You are a trade finance officer working in a commercial bank. You have been approached by one of your customers for some clarifications in relation to international trade. You are requested to answer the following interrogations:
(a) describe the following terms used in international trade:
i. Import loans
ii. Shipping guarantee
iii. Avalised bill of exchange
iv. ‘Dirty’ bill of lading
(b) What is the difference between ‘cash against documents’ under documentary collection and ‘usance’ documentary credit?
(c) Discuss all the risks that an importer and an exporter faces when dealing on open account.

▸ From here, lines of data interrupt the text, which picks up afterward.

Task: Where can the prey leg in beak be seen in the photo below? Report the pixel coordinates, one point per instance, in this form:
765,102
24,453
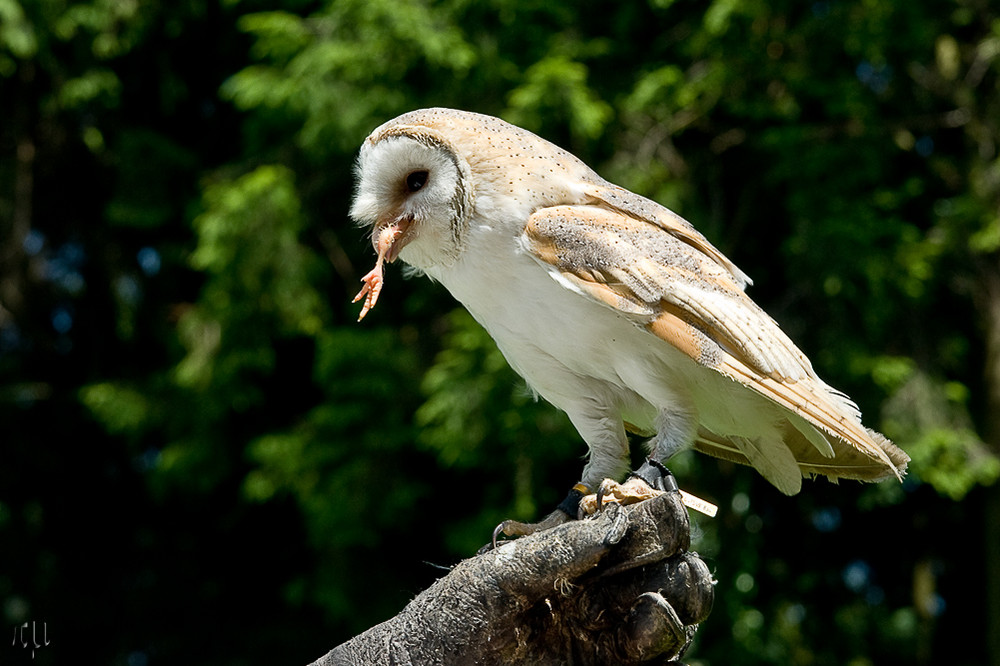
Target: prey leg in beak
387,244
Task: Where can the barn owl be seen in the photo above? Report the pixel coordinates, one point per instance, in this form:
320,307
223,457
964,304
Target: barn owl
613,308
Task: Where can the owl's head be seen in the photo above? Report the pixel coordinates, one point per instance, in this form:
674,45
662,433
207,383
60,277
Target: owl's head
414,190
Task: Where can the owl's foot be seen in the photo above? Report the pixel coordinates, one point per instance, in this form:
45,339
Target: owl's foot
567,510
647,482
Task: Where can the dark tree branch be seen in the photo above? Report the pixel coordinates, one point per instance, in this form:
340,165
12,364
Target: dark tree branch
618,588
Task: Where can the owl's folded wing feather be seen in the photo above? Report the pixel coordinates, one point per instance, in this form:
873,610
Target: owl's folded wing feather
681,292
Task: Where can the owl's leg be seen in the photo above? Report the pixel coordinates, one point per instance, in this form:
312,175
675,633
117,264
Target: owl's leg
604,433
676,428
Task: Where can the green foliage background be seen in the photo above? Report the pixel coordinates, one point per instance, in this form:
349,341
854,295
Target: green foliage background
206,460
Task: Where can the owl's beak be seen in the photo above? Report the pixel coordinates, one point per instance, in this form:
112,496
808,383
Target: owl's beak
390,236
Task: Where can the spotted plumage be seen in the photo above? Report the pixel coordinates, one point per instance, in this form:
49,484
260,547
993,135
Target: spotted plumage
612,307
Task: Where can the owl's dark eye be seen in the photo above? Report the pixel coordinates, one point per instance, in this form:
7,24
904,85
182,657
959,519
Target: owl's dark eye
415,180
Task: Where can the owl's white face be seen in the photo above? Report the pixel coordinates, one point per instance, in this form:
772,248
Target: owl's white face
414,190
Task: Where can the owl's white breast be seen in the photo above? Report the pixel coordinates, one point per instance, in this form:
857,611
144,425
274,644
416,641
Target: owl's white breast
569,349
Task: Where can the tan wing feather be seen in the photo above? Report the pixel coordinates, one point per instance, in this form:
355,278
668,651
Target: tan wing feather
696,303
632,205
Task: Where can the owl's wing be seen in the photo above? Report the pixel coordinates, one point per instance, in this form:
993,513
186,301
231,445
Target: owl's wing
618,199
684,295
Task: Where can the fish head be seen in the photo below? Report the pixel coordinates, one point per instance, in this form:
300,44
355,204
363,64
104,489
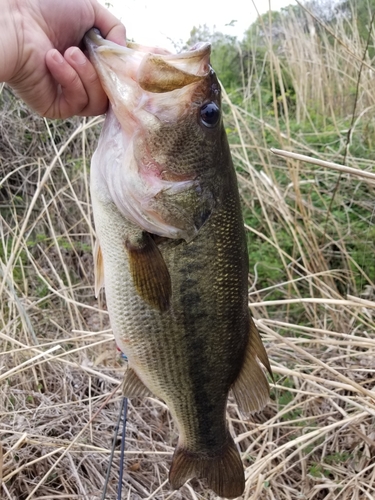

(d) Your customer intends to import rice from India and re-export it to Madagascar. describe the different trade finance tools and techniques to help a middleman in re-export business.
Banks find it more profitable to lend money as the margin on lending is much higher than any other banking activity. However, banks have to assess credits risks and take necessary measures to reduce and mitigate their risks.
(a) Clearly describe the following terms used in relation to credit risk analysis:
i. Expected Loss
ii. Credit risk drivers;
iii. Credit scoring
(b) Differentiate between positive and restrictive covenants, giving two ex of each.
(c) describe in what ways Basel III expects to ameliorate the recommendations of Basel II in terms of capital adequacy/ credit risk management.
(a) describe the different stages of a financial crisis in an emerging economy.
(b) Compare and contrast any two financial crises.